# nVidia tv-out

## akiross

Ciao gente!

ho provato a postare nel forum del Multimedia, ma nn hanno risposto, cosi' chiedo qui, che siamo (siete) piu' fighi  :Smile: 

Allura

ho coprato un mesetto fa la scheda video nuova: Triplex Millenium Silver MX440SE che monta GPU nVidia gForce 4; Ho avuto la fortuna di trovarla anche con Dual display (2 analogici) e il TV-Out.

Ora: ho notato che attaccando il televisore alla scheda non si vede l'output clonato dallo schermo (cosa che mi aspettavo). Dopo una riflessione e analisi piu' approfondita, ho notato che e' normale che non si veda... sara' di un formato diverso.

In effetti si vede l'uscita del monitor in B/N anche se MOLTO disturbata.

Inoltre (???) se attacco la TV alla scheda mi accorgo che il monitor diventa di una tonalita' stranamenta gialla.

Cercando un po sul forum ho trovato 3 modi per vedere l'output sulla TV: nemmeno uno mi funziona

1. Configurare X per avere l'uscita apposita. Volendo sono possibili dual display, clonati, in contemporanea Monitor-TV eccetera.

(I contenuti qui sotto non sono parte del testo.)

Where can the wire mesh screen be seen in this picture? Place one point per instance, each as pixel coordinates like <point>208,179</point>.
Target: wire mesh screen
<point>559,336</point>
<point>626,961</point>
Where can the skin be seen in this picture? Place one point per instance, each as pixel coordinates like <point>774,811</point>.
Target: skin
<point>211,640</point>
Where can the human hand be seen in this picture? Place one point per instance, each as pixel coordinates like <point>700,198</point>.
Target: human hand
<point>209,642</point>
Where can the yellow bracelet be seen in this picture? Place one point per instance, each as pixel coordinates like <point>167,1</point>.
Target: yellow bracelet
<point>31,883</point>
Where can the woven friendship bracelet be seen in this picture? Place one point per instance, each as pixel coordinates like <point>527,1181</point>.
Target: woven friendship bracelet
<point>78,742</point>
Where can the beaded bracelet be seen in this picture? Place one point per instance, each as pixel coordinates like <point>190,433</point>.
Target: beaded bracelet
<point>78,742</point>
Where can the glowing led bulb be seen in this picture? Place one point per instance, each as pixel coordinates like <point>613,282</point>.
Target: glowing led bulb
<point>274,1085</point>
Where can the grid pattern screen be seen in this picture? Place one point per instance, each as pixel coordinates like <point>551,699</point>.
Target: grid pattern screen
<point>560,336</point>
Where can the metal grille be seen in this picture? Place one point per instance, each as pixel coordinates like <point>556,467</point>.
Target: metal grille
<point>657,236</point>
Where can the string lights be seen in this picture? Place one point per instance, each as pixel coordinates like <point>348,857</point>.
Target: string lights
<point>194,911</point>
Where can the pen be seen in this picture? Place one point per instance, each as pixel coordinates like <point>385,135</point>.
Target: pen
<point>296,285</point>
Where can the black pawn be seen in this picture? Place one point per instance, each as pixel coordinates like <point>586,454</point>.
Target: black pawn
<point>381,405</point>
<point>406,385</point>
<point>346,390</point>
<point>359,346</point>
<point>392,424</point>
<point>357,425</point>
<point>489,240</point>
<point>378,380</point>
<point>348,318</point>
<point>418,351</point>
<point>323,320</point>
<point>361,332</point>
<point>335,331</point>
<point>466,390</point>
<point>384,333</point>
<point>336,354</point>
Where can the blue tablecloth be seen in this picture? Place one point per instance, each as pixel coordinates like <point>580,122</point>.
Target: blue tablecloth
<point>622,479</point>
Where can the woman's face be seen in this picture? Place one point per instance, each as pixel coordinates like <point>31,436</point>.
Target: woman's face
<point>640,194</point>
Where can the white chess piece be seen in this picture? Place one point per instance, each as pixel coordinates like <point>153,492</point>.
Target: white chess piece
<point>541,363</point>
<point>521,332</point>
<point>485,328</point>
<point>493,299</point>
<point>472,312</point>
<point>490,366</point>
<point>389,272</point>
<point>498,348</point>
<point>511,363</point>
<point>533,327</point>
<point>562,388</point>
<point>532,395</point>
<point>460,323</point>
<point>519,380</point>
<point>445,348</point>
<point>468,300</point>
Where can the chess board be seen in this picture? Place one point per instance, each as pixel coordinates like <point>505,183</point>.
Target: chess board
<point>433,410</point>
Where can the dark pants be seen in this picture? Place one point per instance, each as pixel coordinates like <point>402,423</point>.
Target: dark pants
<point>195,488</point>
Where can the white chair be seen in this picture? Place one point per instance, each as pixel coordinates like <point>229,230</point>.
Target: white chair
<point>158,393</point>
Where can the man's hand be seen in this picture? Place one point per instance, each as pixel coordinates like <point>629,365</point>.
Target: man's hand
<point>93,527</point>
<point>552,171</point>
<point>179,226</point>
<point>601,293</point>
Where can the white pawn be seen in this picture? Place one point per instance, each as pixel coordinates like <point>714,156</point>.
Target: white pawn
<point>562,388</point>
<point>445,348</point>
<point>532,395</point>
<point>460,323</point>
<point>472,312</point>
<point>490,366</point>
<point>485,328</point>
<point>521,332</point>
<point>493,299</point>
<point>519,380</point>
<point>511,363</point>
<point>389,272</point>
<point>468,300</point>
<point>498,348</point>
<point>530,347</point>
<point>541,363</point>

2. Usare yanc, tool che configura automaticamente X per farci andare anche la TV

3. (e piu' gettonato a quanto sembra) NVTV, tool per configurare direttamente l'uscita TV.

Con il primo metodo, quando parte X si blocca, dicendo no screen found (poi vi posto XF86Config)

Con il secondo metodo X parte e si blocca. Lo schermo resta nero e io devo riavviare brutalmente il sistema con CTRL+ALT+CANC

Con il terzo metodo, ottengo un paio di problemini:

all'avvio - da root - dovrebbe individuare il TV ENCODER, cioe' il chip che trasforma l'uscita per la TV; inoltre dovrebbe individuare i MODES cioe' le modalita' a cui va la scheda.

Pero' non trova il TV ENCODER e quiindi nemmeno i modes.

il TV-ENC, secondo X si chiama NVIDIA (visto dal log di xfree e anche da yanc) ma nvtv non lo riconosce.

Ho fatto un test, per vedere se la scheda andava:

da windoze 2K, ho messo i driver di nVidia e vedo bene in formato PAL-B, PAL-I. In formato NTSC vedo bene ma in B/N

Con nvtv ho provato NTSC e un paio di PAL (PAL-60 e PAL) ma vedo lo schermo nero, con qualche disturbo.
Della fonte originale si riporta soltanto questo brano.